Christopher Hitchens said towards the end of his autobiography that the tragedy of this life is that we have so many more desires than opportunities. Wherever we are, whatever we do, we can’t help but miss out on something. Worse than this is the possibility that life is what happens when you are waiting for life to begin. As Mariella Frostup counselled a lost young woman over the weekend: ‘You shrug off the more than 20 years that have already passed and mutter about getting to grips with things before you are 30. That will be a third of your life you’ve relegated to a practice run!’
These days I try to get as much as possible every single day. I work, write, go to cultural stuff, take long walks, go for runs, socialise and still fall into bed cursing myself for not doing enough. I’ve lived a little, sure, I’ve danced in fields and quarries, flown to Europe, drank at the Groucho. But like all of us I’ve failed to step up on more than one occasion. I had a neurosis where I kept thinking I was out of the moment even while inside the moment, and couldn’t stop looking at myself from the outside. I’ve turned down interesting propositions, slept through sunshine. I have stayed in when I should have gone out.

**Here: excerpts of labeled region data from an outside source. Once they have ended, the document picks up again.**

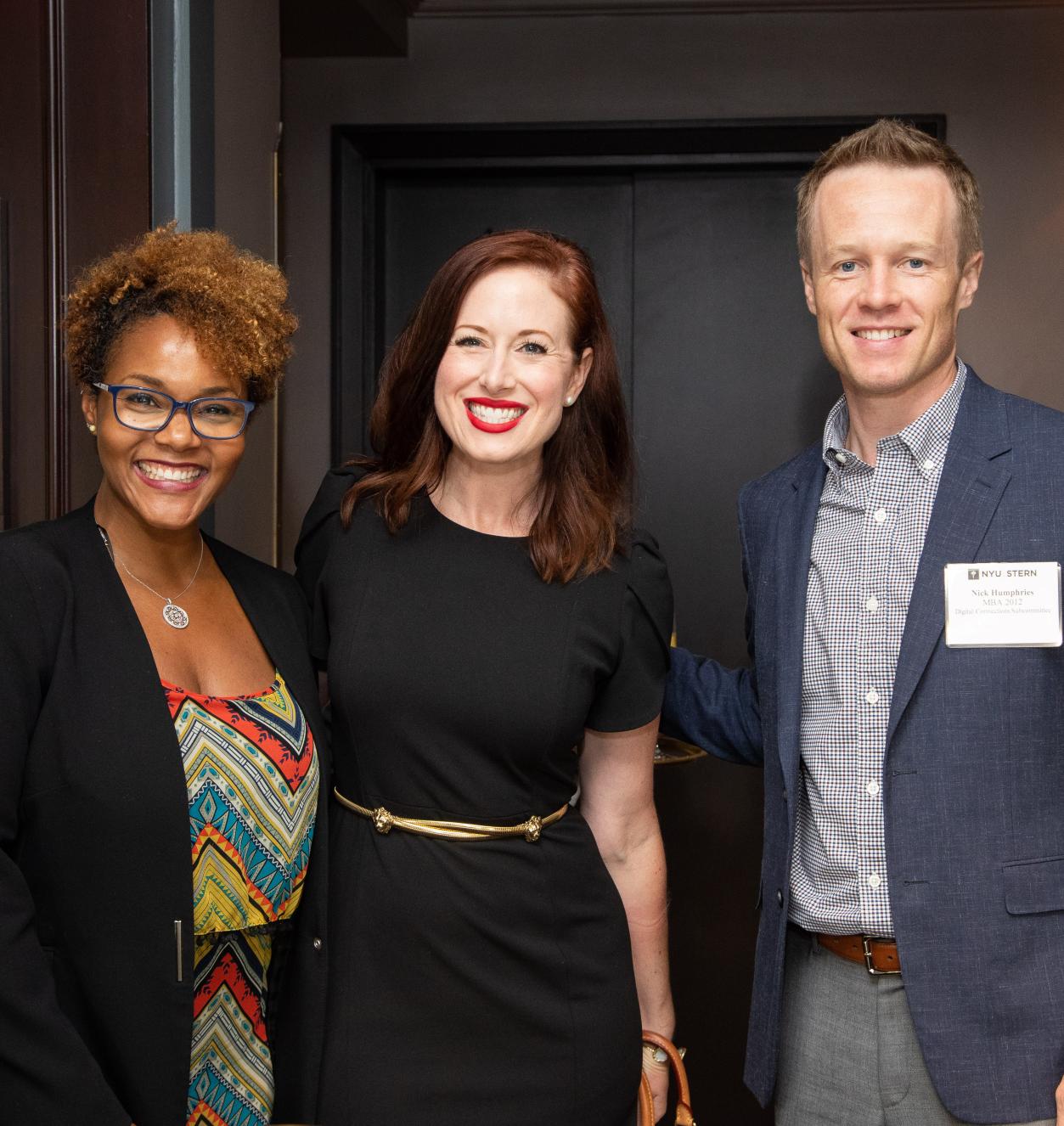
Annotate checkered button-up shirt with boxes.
[791,359,967,936]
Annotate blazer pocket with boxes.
[1002,856,1064,915]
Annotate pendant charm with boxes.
[162,598,188,629]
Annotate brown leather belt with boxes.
[813,935,902,974]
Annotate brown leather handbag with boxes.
[639,1028,695,1126]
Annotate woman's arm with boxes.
[0,532,129,1126]
[580,718,676,1115]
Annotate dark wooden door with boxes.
[0,0,151,527]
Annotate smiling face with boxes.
[435,266,591,470]
[81,315,245,532]
[802,163,983,419]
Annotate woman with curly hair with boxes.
[0,228,325,1126]
[297,231,673,1126]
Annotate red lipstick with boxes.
[464,398,528,434]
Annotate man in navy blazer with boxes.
[662,121,1064,1126]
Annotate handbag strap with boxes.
[639,1028,695,1126]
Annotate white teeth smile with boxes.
[466,403,528,422]
[136,462,207,483]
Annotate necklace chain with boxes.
[115,536,204,604]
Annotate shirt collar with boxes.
[821,356,968,474]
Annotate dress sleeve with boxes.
[295,465,365,666]
[584,532,673,731]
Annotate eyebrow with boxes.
[455,324,554,340]
[123,372,239,398]
[829,242,941,258]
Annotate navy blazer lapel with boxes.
[776,445,828,787]
[887,369,1011,746]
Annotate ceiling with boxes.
[280,0,1064,59]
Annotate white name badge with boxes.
[946,563,1064,649]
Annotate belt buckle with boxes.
[861,935,901,977]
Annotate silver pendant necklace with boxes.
[100,528,204,629]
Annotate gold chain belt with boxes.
[332,786,569,842]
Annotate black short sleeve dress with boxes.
[297,461,673,1126]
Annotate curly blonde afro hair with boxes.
[65,223,298,403]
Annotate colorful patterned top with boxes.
[162,673,318,1126]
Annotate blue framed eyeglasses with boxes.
[93,382,256,440]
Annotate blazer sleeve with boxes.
[0,534,131,1126]
[585,532,673,731]
[295,465,366,667]
[661,490,764,766]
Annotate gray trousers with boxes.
[776,928,1056,1126]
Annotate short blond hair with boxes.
[798,117,983,268]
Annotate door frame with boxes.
[329,114,946,464]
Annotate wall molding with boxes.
[412,0,1064,20]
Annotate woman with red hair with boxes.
[297,231,673,1126]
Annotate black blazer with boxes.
[0,502,329,1126]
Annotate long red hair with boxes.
[340,231,632,583]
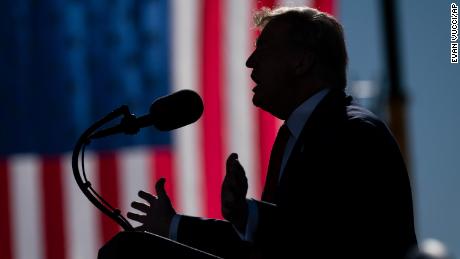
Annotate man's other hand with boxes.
[127,178,176,237]
[221,153,248,233]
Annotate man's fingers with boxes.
[126,212,146,223]
[137,191,157,204]
[131,201,150,213]
[155,178,169,199]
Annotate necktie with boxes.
[262,124,291,203]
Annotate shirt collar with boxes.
[285,88,329,139]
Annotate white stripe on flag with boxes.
[171,0,205,216]
[9,155,45,259]
[62,152,102,259]
[224,0,261,198]
[118,147,154,227]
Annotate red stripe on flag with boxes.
[313,0,336,15]
[96,151,120,243]
[0,158,13,259]
[41,156,67,259]
[253,0,277,196]
[153,148,176,205]
[201,0,225,218]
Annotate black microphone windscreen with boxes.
[150,90,204,131]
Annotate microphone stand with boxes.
[72,105,134,230]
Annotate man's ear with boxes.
[295,51,315,75]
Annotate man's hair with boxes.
[254,7,348,89]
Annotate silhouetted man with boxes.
[128,8,417,258]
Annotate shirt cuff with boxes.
[169,214,181,241]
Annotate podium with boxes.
[97,231,222,259]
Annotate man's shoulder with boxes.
[346,104,387,129]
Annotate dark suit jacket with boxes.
[173,91,417,259]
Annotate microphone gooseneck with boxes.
[91,90,204,139]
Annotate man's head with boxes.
[246,7,347,119]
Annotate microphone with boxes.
[91,90,204,139]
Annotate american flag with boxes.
[0,0,337,259]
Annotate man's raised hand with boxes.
[127,178,176,237]
[221,153,248,235]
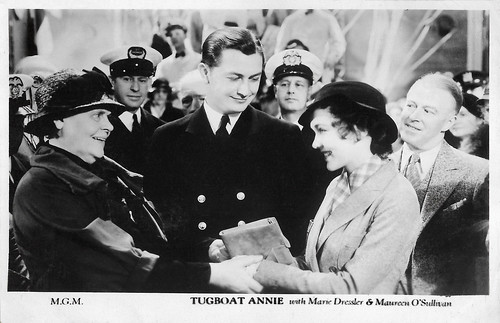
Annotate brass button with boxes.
[198,222,207,231]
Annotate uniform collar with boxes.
[118,108,142,131]
[203,100,241,134]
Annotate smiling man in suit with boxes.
[101,46,164,174]
[393,73,489,295]
[144,27,307,261]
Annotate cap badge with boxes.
[283,51,302,66]
[462,72,473,82]
[127,46,146,59]
[9,76,24,99]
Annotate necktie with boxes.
[404,153,421,188]
[132,113,141,134]
[215,114,229,137]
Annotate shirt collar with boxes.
[342,155,384,193]
[118,108,142,131]
[203,100,241,134]
[400,141,443,176]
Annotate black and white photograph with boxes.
[0,0,500,323]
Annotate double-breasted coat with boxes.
[144,106,314,260]
[393,141,489,295]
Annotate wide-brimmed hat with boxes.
[25,68,125,136]
[299,81,398,143]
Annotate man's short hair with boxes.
[201,27,265,67]
[415,73,463,113]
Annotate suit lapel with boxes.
[318,162,397,250]
[417,142,462,226]
[186,106,214,136]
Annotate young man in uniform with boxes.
[144,27,307,261]
[265,49,323,127]
[101,46,164,174]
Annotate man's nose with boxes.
[130,80,139,92]
[311,135,321,149]
[238,80,252,98]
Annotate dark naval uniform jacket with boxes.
[144,106,309,261]
[104,108,165,174]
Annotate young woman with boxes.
[447,93,489,159]
[13,71,262,292]
[254,82,421,294]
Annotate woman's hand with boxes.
[208,239,231,262]
[209,256,263,294]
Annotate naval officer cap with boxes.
[101,46,162,77]
[264,49,323,84]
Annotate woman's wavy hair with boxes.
[318,96,392,158]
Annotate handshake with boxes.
[208,218,295,293]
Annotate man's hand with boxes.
[208,239,231,262]
[209,256,263,294]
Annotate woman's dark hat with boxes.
[299,81,398,142]
[25,67,125,136]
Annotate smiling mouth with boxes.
[321,151,333,159]
[231,96,248,103]
[405,123,421,131]
[92,137,106,142]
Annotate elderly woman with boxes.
[13,70,262,292]
[447,93,489,159]
[254,82,420,294]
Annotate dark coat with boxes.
[144,107,312,261]
[144,101,185,122]
[393,141,489,295]
[104,108,165,174]
[14,146,210,291]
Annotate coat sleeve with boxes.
[255,181,420,294]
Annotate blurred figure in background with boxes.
[447,93,489,159]
[101,46,164,174]
[275,9,346,83]
[7,74,34,291]
[265,49,323,128]
[156,22,201,93]
[177,70,208,114]
[453,71,489,98]
[144,79,184,122]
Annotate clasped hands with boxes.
[208,239,263,294]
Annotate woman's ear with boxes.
[54,120,64,130]
[353,125,368,142]
[198,63,210,84]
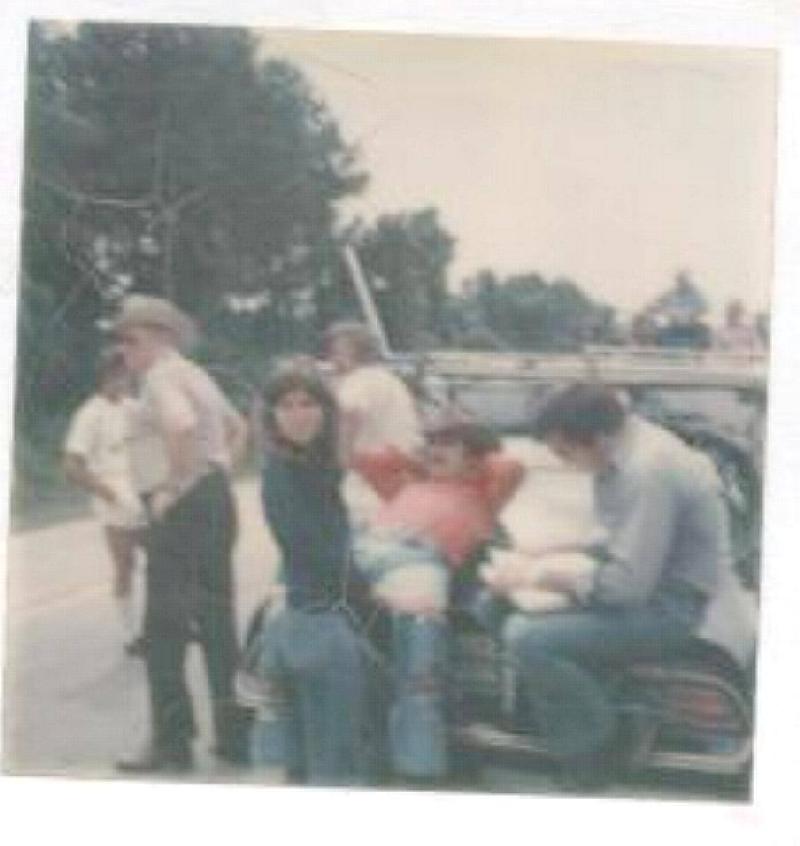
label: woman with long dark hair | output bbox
[252,362,364,784]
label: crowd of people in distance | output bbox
[64,295,727,786]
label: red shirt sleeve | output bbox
[482,454,525,517]
[352,446,421,500]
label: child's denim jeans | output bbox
[354,533,448,778]
[250,608,365,785]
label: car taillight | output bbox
[663,684,742,731]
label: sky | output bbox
[261,30,775,322]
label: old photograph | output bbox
[2,20,777,803]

The compensatory ultra high-functioning workaholic approach has its problems too, I know – it’s a sure way of having a heart attack before you hit forty. There’s no time, you might not get to do everything you were curious about, you might not even get to read everything you wanted to read. A byproduct of this is that other people’s lives are even more of a mystery to me. I’m completely baffled by people who commit to jobs they dislike and spend every evening in front of the box. I’m sure these guys know something I don’t, but come on, why turn your face against the night?
Of course this is all a bit middle class and ‘first world problems’. Through most of history most people haven’t had the luxuries of this pointless contemplation. And even in this country in 2013 there is still so much suffering and struggle and darkness. So does it matter that I haven’t yet got round to reading Gibbon on the decline of Rome?
Congratulations on reaching the end of what must be the most silly and pointless blog post on here to date.